You are viewing a plain text version of this content. The canonical link for it is here.
Posted to dev@nutch.apache.org by Jeff Maki <cr...@gmail.com> on 2007/09/06 22:04:18 UTC

Labeling URLs a-la Google

Hello everybody,

I'm working on a project that is essentially a searchable database for
academic citations at the University of Pittsburgh.

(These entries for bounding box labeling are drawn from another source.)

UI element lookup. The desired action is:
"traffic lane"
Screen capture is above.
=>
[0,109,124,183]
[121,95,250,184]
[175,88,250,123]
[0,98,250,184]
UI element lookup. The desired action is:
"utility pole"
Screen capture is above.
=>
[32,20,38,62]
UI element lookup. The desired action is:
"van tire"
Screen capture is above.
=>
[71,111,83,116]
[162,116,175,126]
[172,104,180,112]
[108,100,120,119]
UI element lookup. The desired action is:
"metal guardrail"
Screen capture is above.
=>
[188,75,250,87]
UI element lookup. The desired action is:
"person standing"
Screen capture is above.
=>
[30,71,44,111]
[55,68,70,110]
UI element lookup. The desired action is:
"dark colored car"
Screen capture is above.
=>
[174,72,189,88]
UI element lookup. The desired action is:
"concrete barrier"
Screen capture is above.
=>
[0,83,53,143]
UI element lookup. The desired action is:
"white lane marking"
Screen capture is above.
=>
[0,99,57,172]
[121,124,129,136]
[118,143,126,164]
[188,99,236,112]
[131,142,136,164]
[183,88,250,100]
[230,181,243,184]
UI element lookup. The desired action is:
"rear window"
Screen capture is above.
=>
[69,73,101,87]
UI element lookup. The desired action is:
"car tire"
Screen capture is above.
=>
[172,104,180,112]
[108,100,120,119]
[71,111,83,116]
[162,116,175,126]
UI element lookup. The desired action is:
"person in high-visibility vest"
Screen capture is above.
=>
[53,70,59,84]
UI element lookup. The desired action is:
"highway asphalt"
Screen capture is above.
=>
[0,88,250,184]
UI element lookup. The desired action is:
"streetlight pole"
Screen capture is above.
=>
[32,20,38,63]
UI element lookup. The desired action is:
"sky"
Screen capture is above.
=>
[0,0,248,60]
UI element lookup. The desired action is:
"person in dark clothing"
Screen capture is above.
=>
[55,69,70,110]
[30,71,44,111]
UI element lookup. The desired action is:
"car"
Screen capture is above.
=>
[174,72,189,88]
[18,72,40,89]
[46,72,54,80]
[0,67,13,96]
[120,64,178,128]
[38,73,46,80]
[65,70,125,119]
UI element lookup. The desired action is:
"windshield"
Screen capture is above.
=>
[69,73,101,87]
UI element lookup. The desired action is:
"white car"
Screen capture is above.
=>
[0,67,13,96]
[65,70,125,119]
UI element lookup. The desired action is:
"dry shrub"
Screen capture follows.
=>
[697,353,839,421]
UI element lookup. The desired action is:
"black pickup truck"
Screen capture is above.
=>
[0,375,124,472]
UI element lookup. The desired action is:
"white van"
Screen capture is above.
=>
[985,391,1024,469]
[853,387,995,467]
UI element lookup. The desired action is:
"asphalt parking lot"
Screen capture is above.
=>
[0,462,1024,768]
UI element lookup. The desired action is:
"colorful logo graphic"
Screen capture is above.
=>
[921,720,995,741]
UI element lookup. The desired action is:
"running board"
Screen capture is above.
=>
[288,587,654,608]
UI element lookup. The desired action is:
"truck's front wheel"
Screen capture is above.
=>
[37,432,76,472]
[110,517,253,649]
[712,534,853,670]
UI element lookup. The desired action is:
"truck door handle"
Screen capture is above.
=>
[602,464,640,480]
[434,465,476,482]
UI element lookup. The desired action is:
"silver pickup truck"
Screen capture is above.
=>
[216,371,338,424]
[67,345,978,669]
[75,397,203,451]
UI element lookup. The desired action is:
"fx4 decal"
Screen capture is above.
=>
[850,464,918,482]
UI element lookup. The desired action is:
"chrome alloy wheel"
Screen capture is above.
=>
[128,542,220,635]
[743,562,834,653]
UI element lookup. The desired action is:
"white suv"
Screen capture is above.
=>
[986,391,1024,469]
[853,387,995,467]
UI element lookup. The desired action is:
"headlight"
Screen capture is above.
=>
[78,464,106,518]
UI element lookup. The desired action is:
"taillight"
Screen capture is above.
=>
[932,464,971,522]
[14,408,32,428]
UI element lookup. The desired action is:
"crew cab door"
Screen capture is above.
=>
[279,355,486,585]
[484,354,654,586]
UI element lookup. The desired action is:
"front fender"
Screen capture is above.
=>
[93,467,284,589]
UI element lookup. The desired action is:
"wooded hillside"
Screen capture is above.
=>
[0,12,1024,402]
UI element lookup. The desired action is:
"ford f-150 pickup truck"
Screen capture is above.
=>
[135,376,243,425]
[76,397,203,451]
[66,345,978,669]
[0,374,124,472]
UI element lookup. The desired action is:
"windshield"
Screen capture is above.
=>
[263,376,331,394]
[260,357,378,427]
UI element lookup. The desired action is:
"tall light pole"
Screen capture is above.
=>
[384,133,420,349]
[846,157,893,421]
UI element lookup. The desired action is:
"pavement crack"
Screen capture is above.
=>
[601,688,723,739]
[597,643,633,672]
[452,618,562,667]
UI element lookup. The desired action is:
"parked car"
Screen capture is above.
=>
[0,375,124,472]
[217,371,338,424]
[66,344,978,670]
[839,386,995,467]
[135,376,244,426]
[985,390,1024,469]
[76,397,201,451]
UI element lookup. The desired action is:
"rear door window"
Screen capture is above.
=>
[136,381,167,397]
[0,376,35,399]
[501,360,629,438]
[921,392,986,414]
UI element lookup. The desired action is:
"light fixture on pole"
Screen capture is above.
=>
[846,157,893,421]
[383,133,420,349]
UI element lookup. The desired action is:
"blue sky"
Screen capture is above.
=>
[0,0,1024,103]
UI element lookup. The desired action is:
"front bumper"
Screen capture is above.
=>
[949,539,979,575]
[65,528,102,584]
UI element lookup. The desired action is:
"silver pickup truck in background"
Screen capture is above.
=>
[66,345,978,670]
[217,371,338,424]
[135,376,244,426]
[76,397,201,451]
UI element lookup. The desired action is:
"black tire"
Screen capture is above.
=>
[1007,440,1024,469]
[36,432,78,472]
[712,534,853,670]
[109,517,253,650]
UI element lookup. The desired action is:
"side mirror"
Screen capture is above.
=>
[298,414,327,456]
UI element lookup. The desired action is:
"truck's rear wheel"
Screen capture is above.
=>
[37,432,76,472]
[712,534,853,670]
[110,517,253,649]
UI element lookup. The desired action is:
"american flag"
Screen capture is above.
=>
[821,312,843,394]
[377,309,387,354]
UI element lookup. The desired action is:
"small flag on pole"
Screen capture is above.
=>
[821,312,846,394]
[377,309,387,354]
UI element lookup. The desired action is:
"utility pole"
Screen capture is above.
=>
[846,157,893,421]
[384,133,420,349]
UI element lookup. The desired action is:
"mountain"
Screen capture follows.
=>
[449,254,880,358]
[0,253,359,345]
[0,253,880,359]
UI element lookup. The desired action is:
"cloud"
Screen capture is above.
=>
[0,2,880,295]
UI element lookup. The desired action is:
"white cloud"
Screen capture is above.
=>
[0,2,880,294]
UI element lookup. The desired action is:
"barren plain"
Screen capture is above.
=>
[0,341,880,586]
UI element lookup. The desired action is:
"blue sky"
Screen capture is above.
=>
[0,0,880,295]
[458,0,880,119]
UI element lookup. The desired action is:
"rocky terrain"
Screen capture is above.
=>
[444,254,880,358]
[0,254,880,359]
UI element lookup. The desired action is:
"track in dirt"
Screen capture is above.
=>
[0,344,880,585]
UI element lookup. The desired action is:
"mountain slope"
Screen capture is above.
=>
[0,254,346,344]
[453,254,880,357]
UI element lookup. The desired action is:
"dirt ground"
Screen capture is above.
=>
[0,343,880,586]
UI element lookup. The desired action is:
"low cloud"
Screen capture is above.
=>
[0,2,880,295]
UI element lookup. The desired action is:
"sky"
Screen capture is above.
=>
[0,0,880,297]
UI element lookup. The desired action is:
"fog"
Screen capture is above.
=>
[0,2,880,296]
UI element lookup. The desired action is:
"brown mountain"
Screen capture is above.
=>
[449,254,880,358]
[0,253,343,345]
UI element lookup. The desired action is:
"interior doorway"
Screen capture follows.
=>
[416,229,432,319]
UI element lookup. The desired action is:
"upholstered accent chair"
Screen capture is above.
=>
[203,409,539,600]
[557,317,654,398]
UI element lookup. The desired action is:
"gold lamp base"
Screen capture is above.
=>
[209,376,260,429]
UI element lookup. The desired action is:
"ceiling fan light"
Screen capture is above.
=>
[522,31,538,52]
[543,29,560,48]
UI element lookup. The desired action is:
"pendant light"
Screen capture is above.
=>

One of our
searching requirements was to be able to break the search results into
sections--in order to do this, I implemented something similar to
Google's "labels".

It's based heavily on the example plugin, and maybe not so pretty
code-wise, but it's a start.

Downloadable here:
http://upclose.lrdc.pitt.edu/people/maki_assets/nutch-regex-label.tar.gz

You configure it by adding something like the below to your nutch-site.xml file:

<property>
  <name>extension.regexlabeler.labels</name>
  <value>
    http://dev3\.informalscience\.org/research.*\.php.* = firsttag
secondtag thirdtag,
    http://dev3\.informalscience\.org/project.*\.php.* = project,
    http://www.?\.informalscience\.org.* = oldsite,
    http://dev3\.informalscience\.org.* = devsite
  </value>
</property>

Notes:
* Format of each line is <regular expression>=<labels, space delimited>
* URLS must be unique.
* Multiple tags for the same pattern are delimited by a space.

Hope this saves somebody some time,

-Jeff

(BTW, Nutch as worked very well for us--excellent project!)